Review
Role of the lateral habenula in memory through online processing of information

https://doi.org/10.1016/j.pbb.2017.07.004Get rights and content

Highlights

  • The lateral habenula is involved in episodic-like and working memory in rodents.

  • The lateral habenula is a relay of medial prefrontal cortex information.

  • The lateral habenula might be considered as an interface between emotion and cognition.
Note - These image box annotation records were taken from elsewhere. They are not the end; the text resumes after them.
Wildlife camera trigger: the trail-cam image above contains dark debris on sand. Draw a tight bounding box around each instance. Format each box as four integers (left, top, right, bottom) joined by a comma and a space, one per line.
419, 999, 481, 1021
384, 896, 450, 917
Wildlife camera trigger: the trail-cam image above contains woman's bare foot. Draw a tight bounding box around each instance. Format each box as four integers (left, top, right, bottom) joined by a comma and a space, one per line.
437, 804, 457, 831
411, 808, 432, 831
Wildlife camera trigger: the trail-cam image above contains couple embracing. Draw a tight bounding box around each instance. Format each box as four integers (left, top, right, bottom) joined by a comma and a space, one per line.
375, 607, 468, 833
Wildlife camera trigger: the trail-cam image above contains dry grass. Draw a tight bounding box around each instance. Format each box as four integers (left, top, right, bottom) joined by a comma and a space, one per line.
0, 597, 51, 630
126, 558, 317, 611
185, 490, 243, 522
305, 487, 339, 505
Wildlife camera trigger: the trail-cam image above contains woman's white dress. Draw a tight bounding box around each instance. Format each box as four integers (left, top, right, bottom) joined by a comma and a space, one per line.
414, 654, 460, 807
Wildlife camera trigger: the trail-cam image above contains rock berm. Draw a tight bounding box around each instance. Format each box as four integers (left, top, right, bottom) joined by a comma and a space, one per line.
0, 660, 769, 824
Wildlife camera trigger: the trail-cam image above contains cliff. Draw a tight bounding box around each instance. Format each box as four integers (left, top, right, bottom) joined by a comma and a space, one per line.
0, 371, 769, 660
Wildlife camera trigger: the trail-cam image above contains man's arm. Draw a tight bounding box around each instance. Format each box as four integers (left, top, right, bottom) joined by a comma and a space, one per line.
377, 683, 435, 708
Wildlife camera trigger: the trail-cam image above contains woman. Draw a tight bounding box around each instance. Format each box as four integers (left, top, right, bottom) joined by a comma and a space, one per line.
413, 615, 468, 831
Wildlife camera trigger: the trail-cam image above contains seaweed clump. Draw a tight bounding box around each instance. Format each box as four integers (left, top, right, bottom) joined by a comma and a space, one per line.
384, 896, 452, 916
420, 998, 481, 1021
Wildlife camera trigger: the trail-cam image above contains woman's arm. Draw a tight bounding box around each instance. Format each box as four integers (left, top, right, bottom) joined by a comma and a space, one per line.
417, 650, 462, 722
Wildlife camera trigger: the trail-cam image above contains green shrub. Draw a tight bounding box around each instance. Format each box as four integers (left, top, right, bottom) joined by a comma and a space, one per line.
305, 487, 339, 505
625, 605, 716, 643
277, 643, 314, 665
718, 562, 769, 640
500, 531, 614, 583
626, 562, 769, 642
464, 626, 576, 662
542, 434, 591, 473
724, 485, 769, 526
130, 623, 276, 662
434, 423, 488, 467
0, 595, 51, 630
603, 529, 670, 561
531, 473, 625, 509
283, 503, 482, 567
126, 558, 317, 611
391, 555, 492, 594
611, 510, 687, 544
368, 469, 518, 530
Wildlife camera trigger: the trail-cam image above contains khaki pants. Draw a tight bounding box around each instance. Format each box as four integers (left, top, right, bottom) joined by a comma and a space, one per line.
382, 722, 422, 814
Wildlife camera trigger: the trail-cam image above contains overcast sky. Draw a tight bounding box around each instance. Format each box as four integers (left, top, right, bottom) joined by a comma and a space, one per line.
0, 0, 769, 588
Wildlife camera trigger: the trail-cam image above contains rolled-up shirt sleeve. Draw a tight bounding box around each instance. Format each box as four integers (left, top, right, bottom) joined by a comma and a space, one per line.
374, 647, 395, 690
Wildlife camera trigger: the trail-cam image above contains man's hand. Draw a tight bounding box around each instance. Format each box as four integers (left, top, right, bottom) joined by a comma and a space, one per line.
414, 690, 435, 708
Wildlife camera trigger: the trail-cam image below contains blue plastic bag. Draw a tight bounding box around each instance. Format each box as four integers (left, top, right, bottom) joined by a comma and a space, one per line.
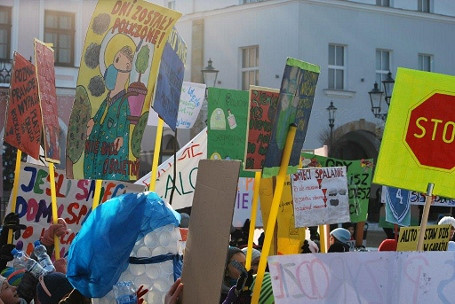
66, 192, 180, 298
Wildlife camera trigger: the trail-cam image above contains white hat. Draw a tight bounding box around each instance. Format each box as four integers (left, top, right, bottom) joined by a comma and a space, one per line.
438, 216, 455, 228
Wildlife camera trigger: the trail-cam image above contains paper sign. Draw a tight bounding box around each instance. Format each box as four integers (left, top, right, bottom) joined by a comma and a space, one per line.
243, 86, 280, 171
262, 58, 320, 177
6, 163, 145, 257
301, 153, 373, 223
66, 0, 181, 181
35, 39, 60, 164
291, 167, 349, 227
268, 252, 453, 304
5, 52, 43, 158
153, 28, 186, 131
373, 68, 455, 198
207, 88, 254, 177
182, 160, 241, 304
147, 81, 205, 129
397, 224, 451, 251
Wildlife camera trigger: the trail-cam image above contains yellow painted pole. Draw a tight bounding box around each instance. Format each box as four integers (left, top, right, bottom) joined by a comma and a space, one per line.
417, 183, 434, 251
92, 179, 103, 211
251, 125, 297, 303
149, 117, 164, 191
245, 171, 262, 270
8, 149, 22, 244
49, 162, 60, 260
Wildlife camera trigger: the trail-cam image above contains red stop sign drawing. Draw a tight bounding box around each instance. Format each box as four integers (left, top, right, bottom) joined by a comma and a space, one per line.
406, 93, 455, 170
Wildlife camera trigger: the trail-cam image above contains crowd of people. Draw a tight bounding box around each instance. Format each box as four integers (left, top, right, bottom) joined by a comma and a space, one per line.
0, 213, 455, 304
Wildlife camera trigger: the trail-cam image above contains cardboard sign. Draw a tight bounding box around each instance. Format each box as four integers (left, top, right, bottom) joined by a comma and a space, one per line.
243, 86, 280, 171
291, 167, 349, 227
268, 252, 453, 304
66, 0, 181, 181
373, 68, 455, 198
207, 88, 254, 177
6, 163, 145, 257
262, 58, 320, 177
153, 28, 187, 131
301, 153, 373, 223
2, 52, 43, 158
397, 225, 451, 251
34, 39, 60, 164
182, 160, 241, 304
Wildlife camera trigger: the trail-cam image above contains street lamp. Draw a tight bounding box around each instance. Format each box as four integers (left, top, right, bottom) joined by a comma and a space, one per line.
327, 101, 337, 148
368, 82, 387, 121
201, 59, 219, 87
382, 72, 395, 106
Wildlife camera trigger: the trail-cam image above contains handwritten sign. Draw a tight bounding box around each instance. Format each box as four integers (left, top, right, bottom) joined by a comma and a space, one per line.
66, 0, 181, 181
291, 167, 349, 227
397, 225, 451, 251
5, 52, 42, 159
7, 163, 145, 256
301, 153, 373, 223
153, 28, 187, 131
35, 39, 60, 164
262, 58, 320, 177
268, 252, 454, 304
207, 88, 254, 177
244, 86, 280, 171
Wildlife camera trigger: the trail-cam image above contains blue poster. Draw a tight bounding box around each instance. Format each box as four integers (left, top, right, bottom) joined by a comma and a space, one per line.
263, 58, 320, 177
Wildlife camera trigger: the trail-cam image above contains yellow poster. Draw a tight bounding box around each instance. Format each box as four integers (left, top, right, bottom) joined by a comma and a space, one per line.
67, 0, 181, 181
397, 224, 452, 251
373, 68, 455, 198
259, 175, 305, 255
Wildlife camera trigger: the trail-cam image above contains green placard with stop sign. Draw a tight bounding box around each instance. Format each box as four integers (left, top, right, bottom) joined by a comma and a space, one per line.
373, 68, 455, 198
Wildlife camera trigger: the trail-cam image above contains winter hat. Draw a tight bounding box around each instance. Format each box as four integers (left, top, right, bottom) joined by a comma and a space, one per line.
378, 239, 397, 251
330, 228, 351, 244
447, 241, 455, 251
36, 272, 73, 304
242, 247, 261, 261
438, 216, 455, 228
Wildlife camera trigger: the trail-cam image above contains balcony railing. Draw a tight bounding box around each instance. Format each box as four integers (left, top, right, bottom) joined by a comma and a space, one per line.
0, 59, 13, 85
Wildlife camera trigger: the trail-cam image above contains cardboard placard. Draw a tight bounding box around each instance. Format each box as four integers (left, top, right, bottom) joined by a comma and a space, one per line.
182, 160, 241, 304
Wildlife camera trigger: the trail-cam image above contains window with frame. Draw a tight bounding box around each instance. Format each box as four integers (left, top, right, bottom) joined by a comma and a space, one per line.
417, 0, 431, 13
376, 0, 390, 7
0, 6, 12, 61
241, 45, 259, 90
375, 49, 391, 86
44, 11, 75, 66
419, 54, 433, 72
329, 44, 346, 90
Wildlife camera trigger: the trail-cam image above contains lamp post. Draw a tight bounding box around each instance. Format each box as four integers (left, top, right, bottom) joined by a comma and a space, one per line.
327, 101, 337, 150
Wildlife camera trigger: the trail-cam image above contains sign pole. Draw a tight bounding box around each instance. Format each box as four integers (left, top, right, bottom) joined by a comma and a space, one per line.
251, 124, 297, 303
417, 183, 434, 251
245, 171, 262, 270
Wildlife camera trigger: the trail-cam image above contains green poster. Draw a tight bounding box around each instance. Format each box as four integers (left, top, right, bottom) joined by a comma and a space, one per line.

  • The involvement of the lateral habenula in the selection of adapted behaviors is proposed.

Abstract

Our memory abilities, whether they involve short-term working memory or long-term episodic or procedural memories, are essential for our well-being, our capacity to adapt to constraints of our environment and survival. Therefore, several key brain regions and neurotransmitter systems are engaged in the processing of sensory information to either maintain such information in working memory so that it will quickly be used, and/or participate in the elaboration and storage of enduring traces useful for longer periods of time. Animal research has recently attracted attention on the lateral habenula which, as shown in rodents and non-human primates, seems to process information stemming in the main regions involved in memory processing, e.g., the medial prefrontal cortex, the hippocampus, the amygdala, the septal region, the basal ganglia, and participates in the control of key memory-related neurotransmitters systems, i.e., dopamine, serotonin, acetylcholine. Recently, the lateral habenula has been involved in working and spatial reference memories, in rodents, likely by participating in online processing of contextual information. In addition, several behavioral studies strongly suggest that it is also involved in the processing of the emotional valance of incoming information in order to adapt to particularly stressful situations. Therefore, the lateral habenula appears like a key region at the interface between cognition and emotion to participate in the selection of appropriate behaviors.

Introduction

An important question raised in the field of cognitive neuroscience is how life experiences are integrated and memorized to further participate to the building of one's personality, behavioral skills and adaptive behaviors. This is particularly relevant as our cognitive skills, and in particular memory, are fundamental in our every-day life to trigger what is called “memory-based behaviors”, which allow us to avoid repeating mistakes and guide our choices.

Memory is multifaceted and comprises short-term memory, including working memory, and long-term memory, including declarative and non-declarative memories (Squire and Dede, 2015). Thus, human and rodent studies have finally concluded that memory is a complex cognitive function requiring diverse brain areas depending of the type of information stored in memory (Ben-Yakov et al., 2015, Frankland and Bontempi, 2005, Henke, 2010, Zola-Morgan and Squire, 1993). Also, it is now well described that besides their nature, the brain structures involved in the storage of our memories depend on their age, leading to different theory of consolidation (Frankland and Bontempi, 2005, Josselyn et al., 2015, Nadel et al., 2012, Winocur et al., 2010). Nevertheless, the entire brain network involved in memory processes remain to be discovered as well as how all these areas may interact in order to trigger, at the end, the most appropriated behavior. Recently, different studies have suggested that the lateral habenula (LHb) may take part in memory processes and perhaps play an important role in the selection of the most adapted “memory-based behavior”.

Although the aim of this review is not to exhaustively describe memory at the functional and anatomical levels, we will briefly introduce the principal forms of memory; we will focus on two types of memory processes, a form of short-term memory, namely working memory, and long term memory, and how they are studied in rodents, to latter depict recent findings concerning the involvement of the LHb in those specific forms of memory. We will also briefly describe the main cerebral structures involved in those forms of memory, which are particularly associated with the LHb, in order to, at the end of the review, suggest which brain memory networks the LHb could belong to.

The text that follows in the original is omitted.